Skąd wziąć pieniądze? Odwieczne pytanie, prawda? Człowiek się dwoi i troi. Z etatu na etat, po godzinach dodatkowe prace. Jest jeszcze lotto, spadek lub ciocia z Ameryki. Na to jednak nie ma co liczyć. Mój mąż zawsze mówi, że jak się nie zarobi, to się mieć nie będzie. A jednak… kilka dni temu nasz synek uświadomił nas, skąd wziąć pieniądze. Podczas kąpieli wywiązała się rozmowa o pieniądzach. Młody chyba chciał, żebym mu coś kupiła, na co odpowiedziałam pytaniem, skąd wziąć pieniądze. Cóż, zapomniałam, że mój syn to pięciolatek. Bardzo bystry. Po mamusi, rzecz jasna.

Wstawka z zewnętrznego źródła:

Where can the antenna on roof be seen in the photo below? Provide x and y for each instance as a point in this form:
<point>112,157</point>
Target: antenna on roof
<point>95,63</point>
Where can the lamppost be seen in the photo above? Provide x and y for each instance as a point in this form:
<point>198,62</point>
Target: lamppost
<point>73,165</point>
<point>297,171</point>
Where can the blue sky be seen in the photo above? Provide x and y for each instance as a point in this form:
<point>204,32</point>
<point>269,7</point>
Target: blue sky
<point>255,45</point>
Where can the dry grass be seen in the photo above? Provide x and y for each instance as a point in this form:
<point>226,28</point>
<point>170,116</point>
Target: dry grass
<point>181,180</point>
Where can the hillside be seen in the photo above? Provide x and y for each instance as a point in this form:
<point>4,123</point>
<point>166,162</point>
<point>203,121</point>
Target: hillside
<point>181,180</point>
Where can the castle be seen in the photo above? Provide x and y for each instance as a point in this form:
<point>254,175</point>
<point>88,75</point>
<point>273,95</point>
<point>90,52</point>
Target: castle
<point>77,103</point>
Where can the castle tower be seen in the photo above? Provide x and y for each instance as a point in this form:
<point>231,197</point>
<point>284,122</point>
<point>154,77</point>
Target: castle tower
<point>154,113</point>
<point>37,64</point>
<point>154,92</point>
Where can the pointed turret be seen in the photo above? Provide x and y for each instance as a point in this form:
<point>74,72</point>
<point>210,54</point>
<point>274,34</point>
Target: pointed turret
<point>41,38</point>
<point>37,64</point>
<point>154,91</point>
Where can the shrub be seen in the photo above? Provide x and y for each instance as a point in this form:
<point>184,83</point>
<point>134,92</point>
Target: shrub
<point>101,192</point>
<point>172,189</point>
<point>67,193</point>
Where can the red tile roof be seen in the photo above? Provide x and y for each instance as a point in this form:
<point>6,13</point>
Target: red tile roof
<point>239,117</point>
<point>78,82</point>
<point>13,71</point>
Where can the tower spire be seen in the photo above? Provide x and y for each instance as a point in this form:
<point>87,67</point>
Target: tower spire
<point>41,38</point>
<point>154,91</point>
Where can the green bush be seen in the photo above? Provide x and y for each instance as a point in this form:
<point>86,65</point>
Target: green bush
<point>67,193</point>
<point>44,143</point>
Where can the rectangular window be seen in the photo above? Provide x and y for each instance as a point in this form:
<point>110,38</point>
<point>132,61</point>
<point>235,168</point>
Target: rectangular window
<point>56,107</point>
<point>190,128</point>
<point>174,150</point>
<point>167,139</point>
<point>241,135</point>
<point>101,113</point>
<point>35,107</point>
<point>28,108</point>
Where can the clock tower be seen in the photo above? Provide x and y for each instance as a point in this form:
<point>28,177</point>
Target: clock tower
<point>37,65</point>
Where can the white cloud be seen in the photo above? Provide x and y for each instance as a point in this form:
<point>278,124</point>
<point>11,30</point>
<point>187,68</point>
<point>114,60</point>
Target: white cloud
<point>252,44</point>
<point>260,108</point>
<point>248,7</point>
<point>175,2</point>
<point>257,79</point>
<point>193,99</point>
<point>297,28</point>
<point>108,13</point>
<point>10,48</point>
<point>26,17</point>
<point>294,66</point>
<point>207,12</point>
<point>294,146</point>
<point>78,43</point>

– No jak to mamusiu skąd! Idziesz do galerii, tam jest bankomat. Wkładasz kartę, a on wydaje Ci pieniądze. Byłem ostatnio z dziadkiem, wyciągał miliony!!

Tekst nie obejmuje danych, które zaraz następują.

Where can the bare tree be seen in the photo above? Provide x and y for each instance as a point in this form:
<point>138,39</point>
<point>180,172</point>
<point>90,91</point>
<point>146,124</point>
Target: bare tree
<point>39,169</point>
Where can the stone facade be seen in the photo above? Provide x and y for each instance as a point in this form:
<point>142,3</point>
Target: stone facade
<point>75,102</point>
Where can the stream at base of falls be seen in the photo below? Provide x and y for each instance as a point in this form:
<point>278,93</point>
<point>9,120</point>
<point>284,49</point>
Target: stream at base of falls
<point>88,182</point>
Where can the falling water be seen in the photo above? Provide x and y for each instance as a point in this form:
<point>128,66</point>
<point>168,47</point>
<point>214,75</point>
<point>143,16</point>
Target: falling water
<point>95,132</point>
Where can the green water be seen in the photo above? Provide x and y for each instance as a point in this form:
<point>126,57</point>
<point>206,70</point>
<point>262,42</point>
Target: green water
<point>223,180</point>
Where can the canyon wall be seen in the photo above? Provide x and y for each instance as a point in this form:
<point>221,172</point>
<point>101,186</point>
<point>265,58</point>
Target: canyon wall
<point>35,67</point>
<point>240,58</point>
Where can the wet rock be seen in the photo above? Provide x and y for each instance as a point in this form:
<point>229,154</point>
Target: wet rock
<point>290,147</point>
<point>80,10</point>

– Miliony? Wow! A jak ja nie mam aż tyle pieniędzy na karcie?
– Mamo – mówi mój syn, jakby to była oczywista oczywistość – to idź do dziadzia, to Twój tato, da Ci swoją kartę. Dziecku nie da?
No właśnie tato, dziecku nie dasz? 🙂
Czym ostatnio zaskoczyły Was dzieciaki?